Run these commands in Cloud Shell. For more information, go to the Google Cloud documentation on Exporting your Google Cloud resources to Terraform format.
-
Set the environment.
export GCP_PROJECT=YOUR_GOOGLE_CLOUD_PROJECT_ID_WHERE_YOUR_GKE_CLUSTER_EXISTS
export GSA_KEY_FILE=PATH/TO/STORE/KEY/FILE -
Create the service account.
gcloud iam service-accounts create gke-user \
--description "GKE User" \
--display-name "gke-user" -
Configure the IAM policy binding. The service account must be able to provision Kubernetes resources.
gcloud projects add-iam-policy-binding $GCP_PROJECT \
--member="serviceAccount:$GSA_NAME@$GCP_PROJECT.iam.gserviceaccount.com" \
--role="roles/container.admin" -
Download and save the GSA key. The Google Cloud user you are using must have the Security Admin role to generate GSA keys.
gcloud iam service-accounts keys create "${GSA_KEY_FILE}" \
--iam-account="gke-user@${GCP_PROJECT}.iam.gserviceaccount.com" -
In your Harness project, save the GSA key as a Harness file secret.

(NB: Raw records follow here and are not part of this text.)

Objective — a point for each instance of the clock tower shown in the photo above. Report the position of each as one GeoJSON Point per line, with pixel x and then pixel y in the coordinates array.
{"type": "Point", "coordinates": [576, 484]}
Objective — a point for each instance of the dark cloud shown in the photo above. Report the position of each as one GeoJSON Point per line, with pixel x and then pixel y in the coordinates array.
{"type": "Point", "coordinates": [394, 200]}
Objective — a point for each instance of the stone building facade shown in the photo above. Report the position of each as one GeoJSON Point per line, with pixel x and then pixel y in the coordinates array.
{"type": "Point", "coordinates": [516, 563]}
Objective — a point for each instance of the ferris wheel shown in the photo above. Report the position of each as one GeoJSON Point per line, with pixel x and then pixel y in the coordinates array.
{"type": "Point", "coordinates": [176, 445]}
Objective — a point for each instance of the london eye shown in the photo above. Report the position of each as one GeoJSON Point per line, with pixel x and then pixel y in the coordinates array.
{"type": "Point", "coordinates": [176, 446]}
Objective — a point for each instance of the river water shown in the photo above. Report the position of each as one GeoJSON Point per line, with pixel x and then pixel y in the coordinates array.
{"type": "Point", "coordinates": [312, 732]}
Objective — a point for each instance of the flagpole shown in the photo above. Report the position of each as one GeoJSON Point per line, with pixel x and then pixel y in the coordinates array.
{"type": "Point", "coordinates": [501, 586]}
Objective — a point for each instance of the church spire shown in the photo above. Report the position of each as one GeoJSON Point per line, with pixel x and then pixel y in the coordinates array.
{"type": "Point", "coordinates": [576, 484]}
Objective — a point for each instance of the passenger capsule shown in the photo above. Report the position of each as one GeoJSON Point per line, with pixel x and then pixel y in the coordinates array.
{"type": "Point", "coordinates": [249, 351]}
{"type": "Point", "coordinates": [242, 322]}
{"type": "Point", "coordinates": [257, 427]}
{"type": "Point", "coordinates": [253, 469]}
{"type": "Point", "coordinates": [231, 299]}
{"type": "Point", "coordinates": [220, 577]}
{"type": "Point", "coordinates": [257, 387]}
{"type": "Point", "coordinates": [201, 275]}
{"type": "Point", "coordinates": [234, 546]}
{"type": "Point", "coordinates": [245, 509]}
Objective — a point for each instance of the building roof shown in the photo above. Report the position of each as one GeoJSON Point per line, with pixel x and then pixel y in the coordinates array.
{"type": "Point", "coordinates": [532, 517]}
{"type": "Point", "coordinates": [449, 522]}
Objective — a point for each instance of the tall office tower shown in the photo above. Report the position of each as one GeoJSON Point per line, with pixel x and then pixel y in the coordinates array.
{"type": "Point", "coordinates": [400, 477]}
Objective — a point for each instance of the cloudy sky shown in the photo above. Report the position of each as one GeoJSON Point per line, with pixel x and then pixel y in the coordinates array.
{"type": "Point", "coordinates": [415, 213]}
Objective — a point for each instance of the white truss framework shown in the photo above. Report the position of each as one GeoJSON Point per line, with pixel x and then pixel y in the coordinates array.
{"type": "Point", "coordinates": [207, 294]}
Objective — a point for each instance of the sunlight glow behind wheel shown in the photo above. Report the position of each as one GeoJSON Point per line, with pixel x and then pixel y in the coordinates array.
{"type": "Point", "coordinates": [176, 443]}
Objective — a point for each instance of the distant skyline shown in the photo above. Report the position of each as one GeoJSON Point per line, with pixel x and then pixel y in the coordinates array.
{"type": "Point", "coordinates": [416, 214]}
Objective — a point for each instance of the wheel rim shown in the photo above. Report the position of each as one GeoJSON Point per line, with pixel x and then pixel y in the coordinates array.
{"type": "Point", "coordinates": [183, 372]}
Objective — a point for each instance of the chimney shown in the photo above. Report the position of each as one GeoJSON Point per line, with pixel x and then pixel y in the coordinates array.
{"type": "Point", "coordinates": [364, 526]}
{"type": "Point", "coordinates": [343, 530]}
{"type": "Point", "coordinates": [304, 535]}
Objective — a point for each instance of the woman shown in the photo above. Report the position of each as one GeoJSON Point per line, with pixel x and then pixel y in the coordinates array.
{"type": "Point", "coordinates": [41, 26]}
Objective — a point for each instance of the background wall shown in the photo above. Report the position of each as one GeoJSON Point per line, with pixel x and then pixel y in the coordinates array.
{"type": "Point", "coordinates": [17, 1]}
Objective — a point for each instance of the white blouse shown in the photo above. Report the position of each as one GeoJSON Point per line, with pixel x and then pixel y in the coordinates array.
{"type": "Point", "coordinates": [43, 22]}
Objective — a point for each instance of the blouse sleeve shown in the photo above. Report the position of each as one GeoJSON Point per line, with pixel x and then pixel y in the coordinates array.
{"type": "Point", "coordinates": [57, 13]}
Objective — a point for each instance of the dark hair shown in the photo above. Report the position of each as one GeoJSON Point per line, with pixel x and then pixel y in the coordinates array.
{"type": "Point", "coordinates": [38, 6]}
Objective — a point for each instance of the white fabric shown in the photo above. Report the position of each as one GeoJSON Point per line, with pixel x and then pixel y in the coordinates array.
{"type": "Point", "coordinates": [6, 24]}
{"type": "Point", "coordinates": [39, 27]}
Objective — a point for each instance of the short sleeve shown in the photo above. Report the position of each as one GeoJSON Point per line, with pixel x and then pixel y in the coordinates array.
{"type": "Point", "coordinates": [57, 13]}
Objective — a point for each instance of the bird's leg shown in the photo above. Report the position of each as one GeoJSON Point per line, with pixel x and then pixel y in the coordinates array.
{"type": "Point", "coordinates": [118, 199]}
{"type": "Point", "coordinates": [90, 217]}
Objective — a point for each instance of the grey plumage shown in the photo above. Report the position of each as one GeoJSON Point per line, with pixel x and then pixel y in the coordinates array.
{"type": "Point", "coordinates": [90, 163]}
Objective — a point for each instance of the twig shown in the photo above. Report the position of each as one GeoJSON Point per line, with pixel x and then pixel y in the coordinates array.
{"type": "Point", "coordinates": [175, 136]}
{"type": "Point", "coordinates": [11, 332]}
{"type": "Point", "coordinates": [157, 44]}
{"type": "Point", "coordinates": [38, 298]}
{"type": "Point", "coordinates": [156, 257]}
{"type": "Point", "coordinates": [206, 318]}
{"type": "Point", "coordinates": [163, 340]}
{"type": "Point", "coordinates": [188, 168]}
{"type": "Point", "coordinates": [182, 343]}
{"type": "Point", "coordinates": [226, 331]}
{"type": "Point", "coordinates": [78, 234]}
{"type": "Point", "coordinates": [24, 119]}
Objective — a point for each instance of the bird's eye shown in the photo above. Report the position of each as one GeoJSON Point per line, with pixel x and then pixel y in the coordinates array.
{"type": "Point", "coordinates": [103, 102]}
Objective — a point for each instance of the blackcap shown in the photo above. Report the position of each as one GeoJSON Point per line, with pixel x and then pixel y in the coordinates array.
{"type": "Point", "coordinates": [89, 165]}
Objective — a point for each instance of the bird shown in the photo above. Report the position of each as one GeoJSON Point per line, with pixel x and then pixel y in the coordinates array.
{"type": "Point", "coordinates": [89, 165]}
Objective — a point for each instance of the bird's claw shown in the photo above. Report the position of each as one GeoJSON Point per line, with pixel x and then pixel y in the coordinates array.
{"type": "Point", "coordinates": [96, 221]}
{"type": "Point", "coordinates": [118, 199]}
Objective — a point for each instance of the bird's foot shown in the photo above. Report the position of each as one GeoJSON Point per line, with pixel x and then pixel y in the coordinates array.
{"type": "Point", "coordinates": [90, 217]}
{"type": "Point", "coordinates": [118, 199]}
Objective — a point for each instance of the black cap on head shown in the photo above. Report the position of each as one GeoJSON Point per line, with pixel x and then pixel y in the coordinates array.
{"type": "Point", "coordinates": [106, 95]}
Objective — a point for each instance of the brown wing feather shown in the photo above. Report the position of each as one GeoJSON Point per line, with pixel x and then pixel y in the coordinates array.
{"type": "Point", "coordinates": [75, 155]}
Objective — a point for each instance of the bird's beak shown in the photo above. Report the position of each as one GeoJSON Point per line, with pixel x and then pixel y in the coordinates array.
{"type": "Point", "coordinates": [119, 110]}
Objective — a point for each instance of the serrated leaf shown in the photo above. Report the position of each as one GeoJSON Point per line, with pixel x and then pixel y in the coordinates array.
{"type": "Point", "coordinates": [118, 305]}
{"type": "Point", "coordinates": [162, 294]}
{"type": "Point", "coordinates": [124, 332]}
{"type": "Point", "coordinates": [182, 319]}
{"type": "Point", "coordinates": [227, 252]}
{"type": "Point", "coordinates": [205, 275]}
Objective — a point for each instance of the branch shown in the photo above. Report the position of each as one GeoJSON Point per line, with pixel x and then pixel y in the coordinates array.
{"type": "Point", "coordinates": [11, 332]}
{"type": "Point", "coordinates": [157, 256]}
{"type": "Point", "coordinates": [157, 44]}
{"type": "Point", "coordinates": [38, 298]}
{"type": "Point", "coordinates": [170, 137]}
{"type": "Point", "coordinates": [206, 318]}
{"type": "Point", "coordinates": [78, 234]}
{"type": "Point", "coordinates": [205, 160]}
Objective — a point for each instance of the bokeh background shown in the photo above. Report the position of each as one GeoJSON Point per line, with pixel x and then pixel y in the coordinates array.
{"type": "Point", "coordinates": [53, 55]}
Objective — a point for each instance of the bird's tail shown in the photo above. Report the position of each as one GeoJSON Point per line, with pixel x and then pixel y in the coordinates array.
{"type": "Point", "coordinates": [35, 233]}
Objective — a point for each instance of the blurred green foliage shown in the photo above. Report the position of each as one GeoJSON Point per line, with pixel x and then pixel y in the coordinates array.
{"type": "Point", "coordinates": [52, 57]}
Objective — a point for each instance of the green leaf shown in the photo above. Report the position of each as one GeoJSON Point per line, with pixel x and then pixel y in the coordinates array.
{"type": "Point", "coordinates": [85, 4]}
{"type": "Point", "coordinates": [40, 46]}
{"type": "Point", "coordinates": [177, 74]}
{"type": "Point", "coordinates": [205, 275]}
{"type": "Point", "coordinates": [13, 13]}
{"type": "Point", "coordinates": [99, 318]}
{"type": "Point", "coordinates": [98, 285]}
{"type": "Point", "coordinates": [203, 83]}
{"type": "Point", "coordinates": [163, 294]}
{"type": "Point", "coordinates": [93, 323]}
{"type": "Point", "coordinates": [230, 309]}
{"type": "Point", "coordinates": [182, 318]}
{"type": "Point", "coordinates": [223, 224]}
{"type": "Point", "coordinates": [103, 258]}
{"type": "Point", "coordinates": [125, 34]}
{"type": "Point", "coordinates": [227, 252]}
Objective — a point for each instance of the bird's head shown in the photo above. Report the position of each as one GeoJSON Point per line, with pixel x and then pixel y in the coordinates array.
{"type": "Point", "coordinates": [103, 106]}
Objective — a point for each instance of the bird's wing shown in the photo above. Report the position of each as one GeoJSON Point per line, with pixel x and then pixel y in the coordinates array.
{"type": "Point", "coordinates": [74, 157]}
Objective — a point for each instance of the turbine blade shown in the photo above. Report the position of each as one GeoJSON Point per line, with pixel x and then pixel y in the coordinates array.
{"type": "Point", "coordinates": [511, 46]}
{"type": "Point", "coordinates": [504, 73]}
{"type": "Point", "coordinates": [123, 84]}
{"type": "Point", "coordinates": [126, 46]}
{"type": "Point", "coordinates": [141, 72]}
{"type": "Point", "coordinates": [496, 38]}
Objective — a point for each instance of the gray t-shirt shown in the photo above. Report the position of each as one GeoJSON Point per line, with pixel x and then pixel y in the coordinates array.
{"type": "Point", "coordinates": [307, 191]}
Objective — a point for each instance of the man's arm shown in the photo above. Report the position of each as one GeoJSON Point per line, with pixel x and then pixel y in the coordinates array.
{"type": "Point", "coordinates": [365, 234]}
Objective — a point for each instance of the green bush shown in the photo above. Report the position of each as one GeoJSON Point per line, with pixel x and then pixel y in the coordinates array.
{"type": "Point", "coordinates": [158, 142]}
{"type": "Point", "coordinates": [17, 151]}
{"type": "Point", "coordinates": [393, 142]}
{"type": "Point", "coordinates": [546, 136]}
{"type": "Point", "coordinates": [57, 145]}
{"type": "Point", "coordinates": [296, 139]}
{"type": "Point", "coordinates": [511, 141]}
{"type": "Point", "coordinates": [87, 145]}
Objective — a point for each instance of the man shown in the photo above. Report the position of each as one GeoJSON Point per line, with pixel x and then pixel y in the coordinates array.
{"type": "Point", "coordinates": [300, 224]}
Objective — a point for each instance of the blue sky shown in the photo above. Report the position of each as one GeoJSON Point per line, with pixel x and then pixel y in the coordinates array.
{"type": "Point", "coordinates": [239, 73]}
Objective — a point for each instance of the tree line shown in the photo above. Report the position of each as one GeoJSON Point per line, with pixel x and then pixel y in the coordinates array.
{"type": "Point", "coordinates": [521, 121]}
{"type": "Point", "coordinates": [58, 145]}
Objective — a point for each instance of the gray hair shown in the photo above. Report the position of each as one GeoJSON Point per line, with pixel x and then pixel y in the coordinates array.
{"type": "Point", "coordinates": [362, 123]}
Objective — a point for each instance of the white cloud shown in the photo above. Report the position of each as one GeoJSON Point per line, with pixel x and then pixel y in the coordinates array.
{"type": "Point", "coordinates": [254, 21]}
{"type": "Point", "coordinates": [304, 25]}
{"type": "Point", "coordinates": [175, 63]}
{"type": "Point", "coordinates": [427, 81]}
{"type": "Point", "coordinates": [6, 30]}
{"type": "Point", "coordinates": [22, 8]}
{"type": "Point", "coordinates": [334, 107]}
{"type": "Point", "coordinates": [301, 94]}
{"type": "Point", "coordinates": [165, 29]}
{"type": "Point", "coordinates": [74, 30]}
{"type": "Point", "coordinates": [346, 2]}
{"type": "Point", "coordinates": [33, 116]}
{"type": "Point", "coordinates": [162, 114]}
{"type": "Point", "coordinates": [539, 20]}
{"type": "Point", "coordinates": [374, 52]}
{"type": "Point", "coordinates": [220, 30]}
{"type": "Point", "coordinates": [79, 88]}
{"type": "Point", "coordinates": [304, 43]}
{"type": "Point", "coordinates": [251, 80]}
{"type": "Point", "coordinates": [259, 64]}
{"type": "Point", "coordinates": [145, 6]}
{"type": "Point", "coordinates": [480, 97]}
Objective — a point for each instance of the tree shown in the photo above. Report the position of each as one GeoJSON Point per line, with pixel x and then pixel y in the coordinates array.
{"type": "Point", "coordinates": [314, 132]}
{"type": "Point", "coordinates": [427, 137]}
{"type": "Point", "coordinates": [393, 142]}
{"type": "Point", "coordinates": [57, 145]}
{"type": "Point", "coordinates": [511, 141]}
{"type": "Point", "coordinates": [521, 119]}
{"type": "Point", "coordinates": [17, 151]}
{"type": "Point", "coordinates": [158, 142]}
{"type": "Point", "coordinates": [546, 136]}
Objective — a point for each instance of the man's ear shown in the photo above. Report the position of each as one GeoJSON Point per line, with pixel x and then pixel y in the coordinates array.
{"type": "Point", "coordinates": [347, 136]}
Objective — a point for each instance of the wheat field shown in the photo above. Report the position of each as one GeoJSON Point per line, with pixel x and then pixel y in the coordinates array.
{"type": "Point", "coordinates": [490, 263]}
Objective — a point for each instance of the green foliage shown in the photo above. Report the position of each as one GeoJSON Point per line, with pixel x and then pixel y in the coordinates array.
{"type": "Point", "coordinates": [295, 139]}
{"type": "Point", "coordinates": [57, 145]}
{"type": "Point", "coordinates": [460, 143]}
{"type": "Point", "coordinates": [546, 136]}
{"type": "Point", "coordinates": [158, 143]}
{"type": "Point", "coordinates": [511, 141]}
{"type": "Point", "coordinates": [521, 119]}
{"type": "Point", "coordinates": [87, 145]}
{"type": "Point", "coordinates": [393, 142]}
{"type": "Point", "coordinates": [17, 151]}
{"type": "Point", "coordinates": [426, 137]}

Create a Terraform workspace
-
In your Terraform Cloud account, create a workspace called
vanilla-gke
. -
Update the workspace settings to use Version Control and point to
$TFC_GKE_REPO
, which is thevanilla-gke
tutorial repo. -
Configure the workspace with the following variables:
Key Value Category gcp_project
Sensitive - write only terraform gcp_region
Select a region terraform GOOGLE_CREDENTIALS
Sensitive - write only env GOOGLE_CREDENTIALS
is a Google Service Account JSON key with permissions to create GKE clusters. Terraform uses this key to create the GKE cluster. When you add the key to your Terraform variables, it must be base64 encoded. For example, the following command encodesYOUR_GOOGLE_CREDENTIALS_KEY_FILE
in base64 format:cat YOUR_GOOGLE_CREDENTIALS_KEY_FILE | tr -d \\n
For required roles and permissions, go to the
vanilla-gke
tutorial repo documentation: Prerequisites.For more information, go to the
vanilla-gke
tutorial repo documentation: Terraform Inputs. -
Create a variable called
$TF_WORKSPACE
and set the value to the name of your Terraform Cloud organization. -
In your Terraform Cloud user settings, Create an API token. This token is used to pull outputs from Terraform runs.
-
Save the API token to a variable named
$TF_TOKEN_app_terraform_io
. You will refer to this token in your Harness CI pipeline later in this tutorial.